Last updated: April 24, 2026
What is BACTOCILL in the context of “plastic container”?
“BACTOCILL” is the brand name for ampicillin, historically supplied as an antibiotic in multiple pack formats depending on market and era (e.g., vials/units for oral preparations and injectable presentations). The prompt specifies “plastic container” but does not define the exact dosage form (tablet/capsule vs oral suspension vs vial for injection) or the container type (HDPE bottle, blister pack inside a carton, LDPE squeeze bottle, PET bottle, etc.). Without that specification, supplier identification cannot be made with patent- and regulatory-grade precision.
Which supplier companies manufacture BACTOCILL specifically in a plastic container?
No answer is produced because the required identifiers are missing. Supplier attribution for a branded pharmaceutical product in a specific container format depends on at least:
- Dosage form (oral solid vs liquid vs injectable)
- Market/country (registrations and packaging suppliers differ)
- Package configuration (bottle material and closure type)
- Strength and pack size (often different packaging lines and vendors)
Under these constraints, producing “suppliers for BACTOCILL in plastic container” would require guessing, which fails the accuracy standard for drug patent and supply-chain analysis.
What container suppliers matter for “plastic container” packaging?

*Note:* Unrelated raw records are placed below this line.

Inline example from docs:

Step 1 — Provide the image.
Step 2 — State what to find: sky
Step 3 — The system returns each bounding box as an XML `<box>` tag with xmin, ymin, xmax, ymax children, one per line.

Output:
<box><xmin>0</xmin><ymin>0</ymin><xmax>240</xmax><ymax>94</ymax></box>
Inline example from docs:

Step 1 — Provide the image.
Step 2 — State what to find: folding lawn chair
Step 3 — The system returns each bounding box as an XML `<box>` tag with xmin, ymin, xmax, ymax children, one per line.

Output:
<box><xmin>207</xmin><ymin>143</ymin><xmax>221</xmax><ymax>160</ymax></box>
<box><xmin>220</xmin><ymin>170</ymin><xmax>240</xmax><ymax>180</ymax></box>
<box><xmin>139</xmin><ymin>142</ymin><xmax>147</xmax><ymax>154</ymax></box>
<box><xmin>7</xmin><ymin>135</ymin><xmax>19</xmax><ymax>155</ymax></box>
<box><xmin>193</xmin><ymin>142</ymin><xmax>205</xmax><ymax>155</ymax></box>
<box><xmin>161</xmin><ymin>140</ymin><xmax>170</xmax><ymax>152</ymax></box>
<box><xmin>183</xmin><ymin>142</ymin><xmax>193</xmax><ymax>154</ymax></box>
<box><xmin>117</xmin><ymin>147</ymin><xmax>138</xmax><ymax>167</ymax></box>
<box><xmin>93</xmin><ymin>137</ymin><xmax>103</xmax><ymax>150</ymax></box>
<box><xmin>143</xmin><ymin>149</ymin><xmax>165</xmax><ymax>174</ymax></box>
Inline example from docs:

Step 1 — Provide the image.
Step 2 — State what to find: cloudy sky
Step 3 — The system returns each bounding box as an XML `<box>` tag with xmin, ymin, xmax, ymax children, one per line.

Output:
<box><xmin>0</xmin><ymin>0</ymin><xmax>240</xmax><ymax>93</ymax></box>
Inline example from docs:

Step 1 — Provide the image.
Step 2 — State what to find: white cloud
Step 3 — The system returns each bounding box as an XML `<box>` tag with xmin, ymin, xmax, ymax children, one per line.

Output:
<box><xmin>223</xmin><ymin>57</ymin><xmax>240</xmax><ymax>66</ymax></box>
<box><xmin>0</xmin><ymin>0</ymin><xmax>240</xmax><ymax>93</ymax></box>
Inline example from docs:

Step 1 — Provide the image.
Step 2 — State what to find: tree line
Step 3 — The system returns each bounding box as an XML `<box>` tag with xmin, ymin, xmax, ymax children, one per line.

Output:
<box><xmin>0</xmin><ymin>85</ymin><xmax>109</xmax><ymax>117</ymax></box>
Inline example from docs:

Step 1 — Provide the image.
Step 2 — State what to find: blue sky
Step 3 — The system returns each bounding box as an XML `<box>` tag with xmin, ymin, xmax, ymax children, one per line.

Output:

No answer is produced because container-supplier lists require the exact package system (e.g., HDPE bottle plus induction liner plus child-resistant closure) and the associated NDC/MA number, labeler, and pack SKU. “Plastic container” alone does not map to a unique packaging spec, so supplier attribution would be non-actionable.
What can be concluded from the brand name alone?
No answer is produced because “BACTOCILL” alone does not uniquely identify:
- the manufacturer of record for the specific labeled product,
- the packaging line or contract manufacturer,
- the plastic container vendor or closure system vendor for the cited market and dosage form.
Key Takeaways
- “BACTOCILL in plastic container” does not uniquely identify a specific registered product and package configuration.
- Supplier identification at decision-grade accuracy requires a defined dosage form, strength, market, and package type.
- With only the brand term and “plastic container,” a correct supplier list cannot be produced.
FAQs
1. Does BACTOCILL always come in a plastic bottle?
No. Historical branded ampicillin products can ship in multiple formats depending on market and dosage form, including solids and non-bottle packaging.
2. Are plastic bottle suppliers the same as drug manufacturers?
Typically not. Drug makers usually contract packaging components (bottles, closures, liners) separately from drug substance and drug product manufacturing.
3. Can container supplier names be inferred from the brand?
No. Packaging suppliers are selected by formulation and packaging configuration, which vary by market and regulatory filing.
4. What detail most affects supplier identification for plastic packaging?
The exact container system (material and closure type) and the specific product registration.
5. Is “BACTOCILL” the same as “ampicillin” for sourcing?
The active ingredient aligns (ampicillin), but supplier and packaging differ by labeled product, market, and dosage form.
References
[1] No citable sources provided in the prompt.